Can you hear it? It’s been over 60 years since I last heard it, but as clear as the sound of winter waves that pound the shore, I can hear Grandpa’s steady, dub, dub, dub, dub, strong heartbeat.
Can you hear it? It’s been decades since it creaked along, but as clear as the sound of the barn owl high in the pine trees on a humid summer night, I can hear the squeal, screech, squeal, screech, of Granny’s porch swing.
Can you hear it? It’s been years of discarded calendars since it rang, but as clear as the sound of the wind whipping up autumn leaves in my childhood cul-de-sac, I can hear the tingle-a-ling come-on-along, tingle-a-ling, come-on-along of Mrs. Valentine’s silver bell ringing us back together after fifth-grade recess.
Listening is only Part One of hearing. Interpreting meaning is Part Two.

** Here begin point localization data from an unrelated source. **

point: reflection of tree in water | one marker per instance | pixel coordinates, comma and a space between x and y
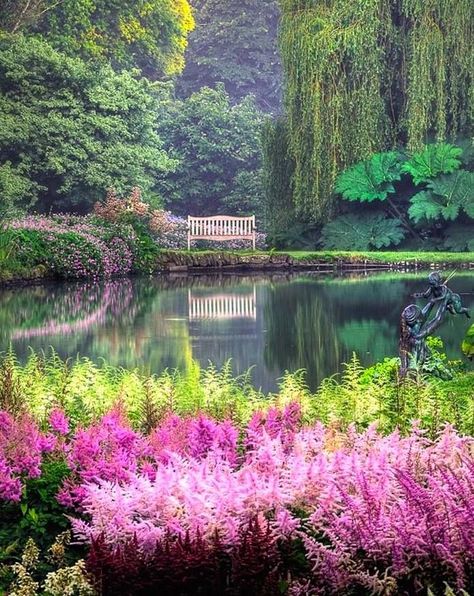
317, 324
301, 331
86, 306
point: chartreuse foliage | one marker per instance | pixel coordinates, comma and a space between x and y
148, 34
363, 77
69, 130
87, 391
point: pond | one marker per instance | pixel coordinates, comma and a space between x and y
272, 323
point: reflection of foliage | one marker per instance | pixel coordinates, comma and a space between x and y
362, 232
459, 238
368, 337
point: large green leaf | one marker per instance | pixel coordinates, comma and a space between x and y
362, 232
435, 159
459, 238
372, 179
444, 198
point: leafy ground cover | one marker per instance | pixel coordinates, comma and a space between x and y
181, 480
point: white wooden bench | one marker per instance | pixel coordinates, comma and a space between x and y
221, 227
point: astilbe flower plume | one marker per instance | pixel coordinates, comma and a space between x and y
393, 512
22, 446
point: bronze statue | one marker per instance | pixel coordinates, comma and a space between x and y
415, 326
439, 292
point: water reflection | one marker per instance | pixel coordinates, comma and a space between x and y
273, 323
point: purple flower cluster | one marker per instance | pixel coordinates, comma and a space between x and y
77, 247
22, 446
369, 513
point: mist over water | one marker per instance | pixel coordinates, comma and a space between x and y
271, 323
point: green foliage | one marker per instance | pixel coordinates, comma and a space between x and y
372, 179
281, 227
435, 159
362, 232
38, 515
217, 148
445, 197
148, 34
69, 131
362, 77
360, 396
468, 343
235, 43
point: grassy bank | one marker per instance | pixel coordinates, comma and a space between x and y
71, 247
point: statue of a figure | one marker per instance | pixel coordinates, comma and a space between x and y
414, 329
439, 292
415, 326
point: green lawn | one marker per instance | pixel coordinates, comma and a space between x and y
384, 257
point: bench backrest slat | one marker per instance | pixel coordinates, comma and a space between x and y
224, 227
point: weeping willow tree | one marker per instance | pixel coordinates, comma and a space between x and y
365, 75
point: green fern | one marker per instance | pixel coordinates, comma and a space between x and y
435, 159
372, 179
444, 198
362, 232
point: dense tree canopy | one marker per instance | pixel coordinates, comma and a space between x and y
362, 76
69, 130
235, 43
218, 149
148, 34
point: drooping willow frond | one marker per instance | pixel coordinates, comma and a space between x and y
363, 76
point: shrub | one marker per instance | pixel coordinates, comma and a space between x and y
74, 247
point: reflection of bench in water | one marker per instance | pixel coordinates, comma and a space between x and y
222, 306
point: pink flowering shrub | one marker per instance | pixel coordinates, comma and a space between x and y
75, 247
374, 513
22, 446
339, 512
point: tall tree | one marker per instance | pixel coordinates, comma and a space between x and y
148, 34
70, 130
367, 75
217, 147
235, 43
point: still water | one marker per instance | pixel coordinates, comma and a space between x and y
272, 323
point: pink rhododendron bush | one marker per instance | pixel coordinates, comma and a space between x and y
274, 506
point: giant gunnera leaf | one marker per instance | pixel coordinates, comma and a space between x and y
444, 198
435, 159
372, 179
362, 232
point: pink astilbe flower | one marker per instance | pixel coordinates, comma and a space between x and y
22, 446
59, 422
383, 506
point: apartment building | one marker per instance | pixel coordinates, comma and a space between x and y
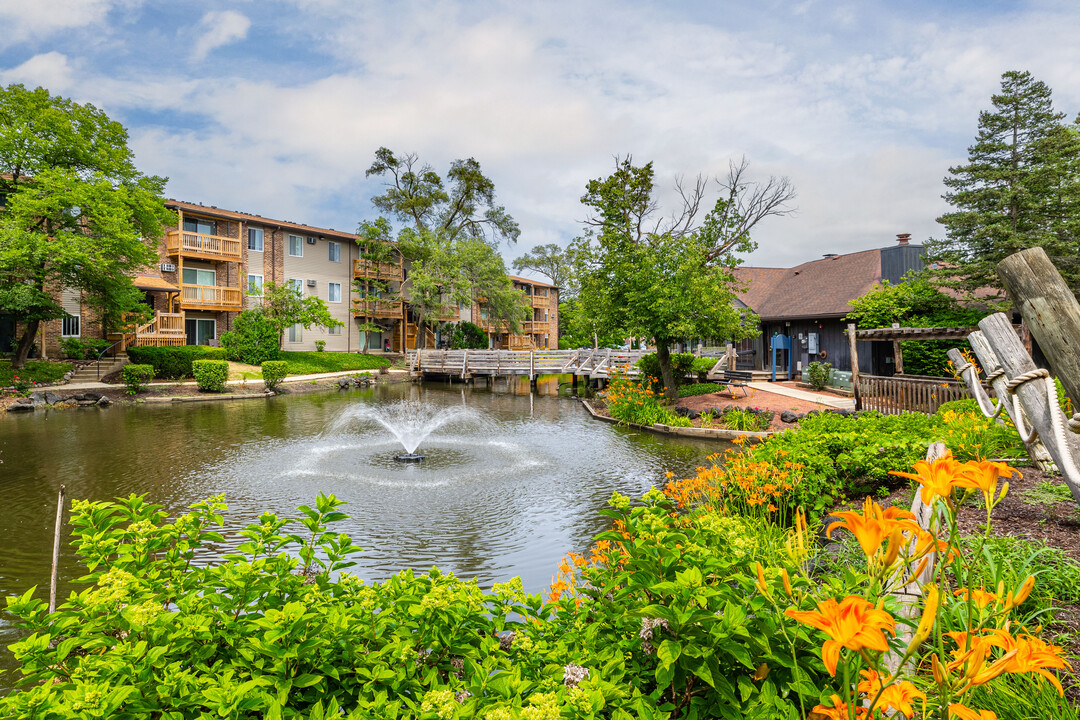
214, 262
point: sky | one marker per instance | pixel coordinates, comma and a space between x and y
277, 107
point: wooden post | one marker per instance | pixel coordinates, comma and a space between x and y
990, 365
854, 366
1050, 310
898, 354
1015, 361
56, 552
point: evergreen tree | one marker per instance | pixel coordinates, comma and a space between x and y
1018, 189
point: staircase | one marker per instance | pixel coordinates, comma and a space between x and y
89, 374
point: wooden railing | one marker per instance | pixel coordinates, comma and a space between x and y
196, 244
906, 393
211, 296
362, 268
377, 308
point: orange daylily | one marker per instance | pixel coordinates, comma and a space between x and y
853, 623
873, 526
936, 477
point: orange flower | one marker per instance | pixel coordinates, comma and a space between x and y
853, 623
962, 712
873, 526
936, 477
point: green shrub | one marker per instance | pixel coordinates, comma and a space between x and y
817, 375
211, 375
136, 377
253, 339
273, 372
682, 366
699, 389
468, 336
174, 362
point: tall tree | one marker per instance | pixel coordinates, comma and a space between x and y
554, 263
1018, 189
453, 230
73, 211
670, 279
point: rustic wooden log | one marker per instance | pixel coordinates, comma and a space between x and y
1050, 310
989, 362
1033, 395
854, 366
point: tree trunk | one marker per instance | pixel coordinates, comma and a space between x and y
23, 351
664, 357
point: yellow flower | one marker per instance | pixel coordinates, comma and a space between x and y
853, 623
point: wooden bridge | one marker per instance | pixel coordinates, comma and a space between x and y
530, 363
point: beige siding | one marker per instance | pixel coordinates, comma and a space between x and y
315, 266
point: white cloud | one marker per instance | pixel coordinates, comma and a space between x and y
219, 28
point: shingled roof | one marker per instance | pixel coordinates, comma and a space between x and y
819, 288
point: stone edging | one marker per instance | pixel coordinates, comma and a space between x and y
700, 433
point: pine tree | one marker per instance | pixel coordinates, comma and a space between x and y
1020, 189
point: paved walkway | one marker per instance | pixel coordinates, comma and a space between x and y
808, 395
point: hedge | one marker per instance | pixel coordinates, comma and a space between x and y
174, 362
211, 375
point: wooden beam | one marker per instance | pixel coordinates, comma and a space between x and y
1050, 310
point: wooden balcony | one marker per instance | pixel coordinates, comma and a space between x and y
203, 247
211, 297
362, 268
377, 308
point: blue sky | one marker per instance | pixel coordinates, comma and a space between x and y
277, 107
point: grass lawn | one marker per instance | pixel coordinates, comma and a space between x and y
34, 370
309, 363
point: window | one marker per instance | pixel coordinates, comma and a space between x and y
200, 226
198, 276
71, 327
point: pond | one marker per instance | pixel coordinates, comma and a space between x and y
510, 484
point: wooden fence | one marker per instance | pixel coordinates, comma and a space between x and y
909, 393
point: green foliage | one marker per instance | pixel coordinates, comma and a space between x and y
311, 363
174, 362
817, 374
254, 338
468, 336
699, 389
669, 281
136, 378
1018, 189
211, 375
682, 365
77, 212
40, 371
273, 372
79, 349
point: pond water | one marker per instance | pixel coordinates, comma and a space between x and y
511, 481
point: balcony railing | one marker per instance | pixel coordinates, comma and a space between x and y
377, 308
211, 297
198, 245
362, 268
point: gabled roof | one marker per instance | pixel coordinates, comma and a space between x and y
819, 288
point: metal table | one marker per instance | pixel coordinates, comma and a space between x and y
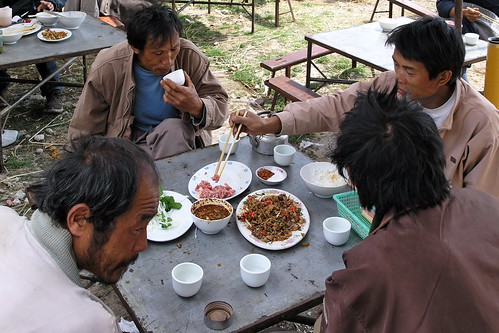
366, 44
92, 36
297, 276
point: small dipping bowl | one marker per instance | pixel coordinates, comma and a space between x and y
277, 175
218, 315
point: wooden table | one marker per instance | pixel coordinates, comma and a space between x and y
92, 36
297, 276
366, 44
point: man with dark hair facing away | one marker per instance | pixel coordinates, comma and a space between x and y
428, 57
125, 94
430, 262
93, 209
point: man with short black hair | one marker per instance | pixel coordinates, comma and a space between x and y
93, 209
125, 94
428, 57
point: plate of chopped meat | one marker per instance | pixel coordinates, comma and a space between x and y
54, 35
272, 219
236, 178
173, 218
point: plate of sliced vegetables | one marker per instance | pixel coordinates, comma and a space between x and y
173, 218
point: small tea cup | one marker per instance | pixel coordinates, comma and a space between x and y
187, 278
284, 154
255, 269
176, 76
336, 230
471, 38
222, 143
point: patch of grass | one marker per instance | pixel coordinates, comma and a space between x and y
246, 75
16, 163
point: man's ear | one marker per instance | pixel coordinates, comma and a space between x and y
77, 219
135, 50
444, 77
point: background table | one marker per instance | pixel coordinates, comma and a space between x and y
366, 44
92, 36
297, 276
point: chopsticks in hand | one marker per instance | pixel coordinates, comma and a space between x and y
218, 174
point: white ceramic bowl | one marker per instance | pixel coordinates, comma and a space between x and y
187, 278
279, 174
46, 19
322, 179
255, 269
211, 226
72, 19
11, 37
221, 143
336, 230
387, 24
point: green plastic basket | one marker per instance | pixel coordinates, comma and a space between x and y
349, 208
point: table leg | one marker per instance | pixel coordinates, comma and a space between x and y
309, 64
276, 13
7, 109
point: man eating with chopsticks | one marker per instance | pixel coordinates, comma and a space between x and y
428, 58
126, 95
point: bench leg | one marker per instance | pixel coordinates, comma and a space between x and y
274, 101
374, 10
291, 10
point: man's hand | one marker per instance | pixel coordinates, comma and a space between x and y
472, 14
254, 124
185, 98
45, 5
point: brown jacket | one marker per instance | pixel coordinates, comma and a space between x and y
470, 133
105, 104
435, 270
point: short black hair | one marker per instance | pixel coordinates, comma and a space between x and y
393, 154
102, 172
432, 42
157, 23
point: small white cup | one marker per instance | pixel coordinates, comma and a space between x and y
471, 38
255, 269
5, 16
284, 154
336, 230
187, 278
176, 76
221, 143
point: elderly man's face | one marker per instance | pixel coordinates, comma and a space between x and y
110, 260
159, 58
414, 81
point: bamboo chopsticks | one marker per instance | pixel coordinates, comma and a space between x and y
488, 18
218, 175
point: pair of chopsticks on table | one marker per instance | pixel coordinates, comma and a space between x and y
488, 18
217, 173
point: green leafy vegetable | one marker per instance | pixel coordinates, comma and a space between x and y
166, 204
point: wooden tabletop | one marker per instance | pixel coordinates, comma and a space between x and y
92, 36
297, 274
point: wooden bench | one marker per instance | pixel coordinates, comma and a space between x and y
404, 4
289, 60
291, 90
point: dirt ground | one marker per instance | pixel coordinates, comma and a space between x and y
25, 159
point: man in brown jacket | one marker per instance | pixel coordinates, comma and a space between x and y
126, 96
430, 265
428, 58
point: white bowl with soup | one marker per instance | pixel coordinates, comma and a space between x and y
211, 215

My Grandpa’s heartbeat meant, dub, dub, dub, dub, you are safe, you are wanted here. You are protected in my ancient arms, snuggled in tight to the robust barrel of my chest, snuggled in tight by my love for you. Come on, darling granddaughter, adventure more into the world of being the apple of this grandparent’s eye.
My Granny’s porch swing creaks meant, squeal, screech, squeal, screech, you are delightful and welcomed right here. You are delighted over on this dark green swing where I bring you tart-sweet homemade lemonade and butter-yellow sugar cookies, always with one crisp pecan at the center. Come adventure, beautiful granddaughter, into more… into the world of being loved just because you are you.
Mrs. Valentine’s silver bell rings meant, tingle-a-ling, come-on-along, tingle-a-ling, come-on-along, you are full of possibilities. You are full of potential where I set up races and free spaces outdoors and teach and laugh with you indoors. Come adventure, wonder-filled learner, into the more of the world and its words, writing begins to grow within my safe classroom.
Can you hear it? Over the years or just yesterday, like me, you’ve probably heard interior whispers from God.
Sometimes it’s a word that absolutely delights you. Other times, it’s a word or image that brings you to fragile tears. Convictions arise. Confessions tumble forth. Deeper healing kindly soothes the ragged wounds of your heart.
Sometimes, silence as God’s response sounds a bit like “Um, I think I’m forgotten. I must not be important. I’m not even sure I’m heard.”
Do I allow God to interpret that silence?
What if it is the case that in those quiet stretches of too-long-waiting when He seems to be saying, “Not yet,” what if that is where He is forming something more magnificent than my envisioned answers could begin to ask or imagine?
Sometimes, I’m Peter, looking sideways at John, while my Risen Friend Jesus grills fish for our breakfast. I’m contentious and discontent, jealous, undeniably immature. I’m wondering what John did to deserve something that hasn’t even happened while already writing my script with negatives as the main event.
Yet, am I able, instead, to turn my gaze, my hearing to His heartbeat for me? Can I listen to His interpretation of this season of my life with no comparisons to what Jesus is up to for another?
Am I letting God translate the pauses, the disappointments, the desert sojourn? Or am I simply mistranslating His long-long-long view for me?
Listening requires interior attention to lead to external changes.
Interpretation requires interior attention to lead to external changes.
Can you hear it?
May we listen longer than we speak. May we hear well the interpretation of the heart of our good Father.
May we find ourselves inquisitively leaning in for His Kingdom language to be the interpretation our heart’s movements.